While the bill introduces sensible reform, one of its provisions points to the Minister for Agriculture, Fisheries and Forestry's failure to manage his portfolio. The uncertainty over short-term farm management deposits—those offered for terms less than 12 months—is not new. According to evidence given at a recent Senate estimates hearing, the government has known about this uncertainty since July last year. For almost 18 months the government has done nothing while farmers invested in short-term farm management deposit products, some of which have been promoted on the Department of Agriculture, Fisheries and Forestry's own web site. While this bill clarifies the conditions under which these products comply with the scheme rules, the government has left it far too long to deal with this problem.

I wish to briefly address one final matter, outlined in more detail by the shadow Treasurer during debate on this bill in the other place. The explanatory memorandum to the bill provides scant detail about its financial impact. It is disappointing that the government has paid such little attention to its obligations to provide this parliament with detailed costings of the revenue measures proposed in this bill. Just as Labor was pleased to support and indeed to propose the reforms in this bill, it is pleased to provide the bill with speedy passage through the parliament.

The Senate regularly deals with matters pertaining to tax. On 4 December we dealt with a motion moved by Senator Brown, recorded on pages 6767 and 6768 of Hansard, relating to another tax matter: plantation forestry and the 13-month rule. The motion proposed by Senator Brown—and fortunately defeated—alleged that the tax concessions would `promote the clearing of 70,000 hectares or more of native forests by Gunns'. It has been drawn to my attention that the Hansard of a committee hearing in Tasmania shows that on 29 November—less than a week prior to the motion being put by Senator Brown—in answer to Senator Murphy's question, `How many hectares have you put in under managed investment scheme arrangements?' Mr Baker, on behalf of Gunns, said, `We have sold a total of about 17,000 hectares.' That is a difference of 53,000 hectares from the number outlined in the motion proposed by Senator Brown. Senator Brown's motion extrapolates certain costs to the Commonwealth from the 13-month rule tax scheme which would accrue to Gunns as a result of a number which does not accord with the facts and does not accord with the Hansard record of evidence—evidence given in the presence of Senator Brown.

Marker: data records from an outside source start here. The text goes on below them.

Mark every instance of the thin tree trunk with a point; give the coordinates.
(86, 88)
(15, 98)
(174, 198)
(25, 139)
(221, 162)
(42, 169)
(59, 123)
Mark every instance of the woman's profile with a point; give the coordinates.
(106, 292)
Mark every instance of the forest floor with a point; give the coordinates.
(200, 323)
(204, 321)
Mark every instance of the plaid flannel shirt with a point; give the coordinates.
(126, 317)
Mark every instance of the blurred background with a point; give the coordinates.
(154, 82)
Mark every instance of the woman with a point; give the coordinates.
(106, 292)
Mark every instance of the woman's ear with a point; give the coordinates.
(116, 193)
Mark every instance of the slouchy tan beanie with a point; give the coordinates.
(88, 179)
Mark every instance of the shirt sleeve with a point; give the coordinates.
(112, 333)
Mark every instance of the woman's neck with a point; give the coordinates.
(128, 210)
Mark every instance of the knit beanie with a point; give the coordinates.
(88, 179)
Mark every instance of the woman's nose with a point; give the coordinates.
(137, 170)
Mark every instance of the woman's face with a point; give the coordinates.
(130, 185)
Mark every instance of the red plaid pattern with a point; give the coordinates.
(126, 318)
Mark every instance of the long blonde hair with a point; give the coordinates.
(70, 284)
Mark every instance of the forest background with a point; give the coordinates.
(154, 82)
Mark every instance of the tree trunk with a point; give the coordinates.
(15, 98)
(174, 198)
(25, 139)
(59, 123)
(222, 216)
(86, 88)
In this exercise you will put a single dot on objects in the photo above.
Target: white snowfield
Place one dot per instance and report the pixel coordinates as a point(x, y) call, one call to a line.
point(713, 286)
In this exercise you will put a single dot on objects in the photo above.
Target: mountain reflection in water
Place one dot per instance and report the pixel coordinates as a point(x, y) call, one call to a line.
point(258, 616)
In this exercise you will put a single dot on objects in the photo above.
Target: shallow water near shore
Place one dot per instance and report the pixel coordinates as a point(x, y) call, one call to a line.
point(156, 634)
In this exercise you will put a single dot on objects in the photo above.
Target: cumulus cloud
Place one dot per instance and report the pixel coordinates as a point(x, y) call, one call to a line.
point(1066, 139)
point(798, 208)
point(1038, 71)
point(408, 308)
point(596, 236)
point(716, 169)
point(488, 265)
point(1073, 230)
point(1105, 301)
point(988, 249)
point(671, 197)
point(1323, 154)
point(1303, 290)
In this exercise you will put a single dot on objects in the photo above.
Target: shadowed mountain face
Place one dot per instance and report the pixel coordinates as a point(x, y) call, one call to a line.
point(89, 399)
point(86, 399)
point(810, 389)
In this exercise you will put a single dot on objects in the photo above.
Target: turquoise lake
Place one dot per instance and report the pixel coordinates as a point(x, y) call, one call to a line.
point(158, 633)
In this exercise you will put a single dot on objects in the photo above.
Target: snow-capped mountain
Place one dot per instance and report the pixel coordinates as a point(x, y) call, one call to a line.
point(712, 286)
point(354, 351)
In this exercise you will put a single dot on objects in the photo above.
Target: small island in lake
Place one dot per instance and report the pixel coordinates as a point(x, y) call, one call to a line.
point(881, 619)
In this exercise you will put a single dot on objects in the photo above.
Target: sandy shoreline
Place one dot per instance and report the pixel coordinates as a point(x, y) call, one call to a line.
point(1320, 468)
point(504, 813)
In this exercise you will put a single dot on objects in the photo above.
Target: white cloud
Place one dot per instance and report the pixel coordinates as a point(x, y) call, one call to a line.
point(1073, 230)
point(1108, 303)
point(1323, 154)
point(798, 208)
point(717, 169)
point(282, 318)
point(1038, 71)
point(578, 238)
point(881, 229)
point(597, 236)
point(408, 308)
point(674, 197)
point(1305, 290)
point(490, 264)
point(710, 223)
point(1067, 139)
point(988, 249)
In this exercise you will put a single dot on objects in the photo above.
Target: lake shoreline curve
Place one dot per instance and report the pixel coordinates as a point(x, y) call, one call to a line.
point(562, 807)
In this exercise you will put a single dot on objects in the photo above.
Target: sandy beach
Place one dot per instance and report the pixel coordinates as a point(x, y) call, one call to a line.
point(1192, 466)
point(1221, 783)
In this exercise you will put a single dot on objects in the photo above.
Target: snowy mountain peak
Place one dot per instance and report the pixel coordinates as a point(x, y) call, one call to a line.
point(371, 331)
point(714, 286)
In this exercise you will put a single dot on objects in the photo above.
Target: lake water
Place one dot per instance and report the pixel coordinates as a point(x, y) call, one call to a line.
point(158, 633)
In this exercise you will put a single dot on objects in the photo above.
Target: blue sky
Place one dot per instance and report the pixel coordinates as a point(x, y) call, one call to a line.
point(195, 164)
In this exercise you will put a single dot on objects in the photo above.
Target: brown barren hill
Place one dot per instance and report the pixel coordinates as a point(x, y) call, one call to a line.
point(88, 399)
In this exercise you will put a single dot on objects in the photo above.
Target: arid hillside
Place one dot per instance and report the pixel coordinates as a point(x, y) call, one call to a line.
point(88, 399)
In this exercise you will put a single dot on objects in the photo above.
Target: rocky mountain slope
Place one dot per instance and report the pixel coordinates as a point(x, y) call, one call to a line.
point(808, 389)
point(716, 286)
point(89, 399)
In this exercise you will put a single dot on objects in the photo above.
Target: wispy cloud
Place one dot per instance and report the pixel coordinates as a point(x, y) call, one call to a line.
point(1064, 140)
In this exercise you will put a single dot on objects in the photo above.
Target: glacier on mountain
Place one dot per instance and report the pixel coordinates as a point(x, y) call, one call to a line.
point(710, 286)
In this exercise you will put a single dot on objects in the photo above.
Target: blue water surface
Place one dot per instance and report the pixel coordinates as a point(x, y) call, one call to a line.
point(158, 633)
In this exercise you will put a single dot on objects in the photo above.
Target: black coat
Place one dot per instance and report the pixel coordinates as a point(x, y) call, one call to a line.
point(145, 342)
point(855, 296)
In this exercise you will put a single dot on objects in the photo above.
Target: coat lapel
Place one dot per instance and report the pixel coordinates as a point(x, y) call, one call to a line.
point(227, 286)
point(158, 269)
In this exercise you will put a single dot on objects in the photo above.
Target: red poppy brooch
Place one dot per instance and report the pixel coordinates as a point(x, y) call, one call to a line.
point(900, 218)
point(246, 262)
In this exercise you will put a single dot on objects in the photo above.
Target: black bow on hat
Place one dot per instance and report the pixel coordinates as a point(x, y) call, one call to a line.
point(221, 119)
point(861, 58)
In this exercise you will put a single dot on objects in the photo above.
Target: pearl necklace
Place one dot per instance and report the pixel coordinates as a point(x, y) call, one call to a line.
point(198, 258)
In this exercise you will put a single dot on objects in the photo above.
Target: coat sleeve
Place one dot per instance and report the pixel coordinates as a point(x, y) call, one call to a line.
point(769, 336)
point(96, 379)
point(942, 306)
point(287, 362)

Whilst I understand that the connection between this matter and the bill before the Senate is only that they both deal with tax, it is important to draw the attention of the Senate to a difficulty with—and let me be charitable—detail by Senator Brown in a motion proposing that the Senate adopt a resolution which did not reflect the facts set out in Hansard and at a hearing in the presence of Senator Brown. The opposition also note that certain other propositions were extended in that motion which do not accord with the facts. The motion suggested that the entirety of the area cleared was cleared of native forest, when the evidence showed that much of the land had already been cleared and was farmland planted with plantation forest. Senator Brown should have known that and should have put that before the Senate. The opposition will be exercising extreme care with motions proposed by Senator Brown, having regard to this divergence from the facts.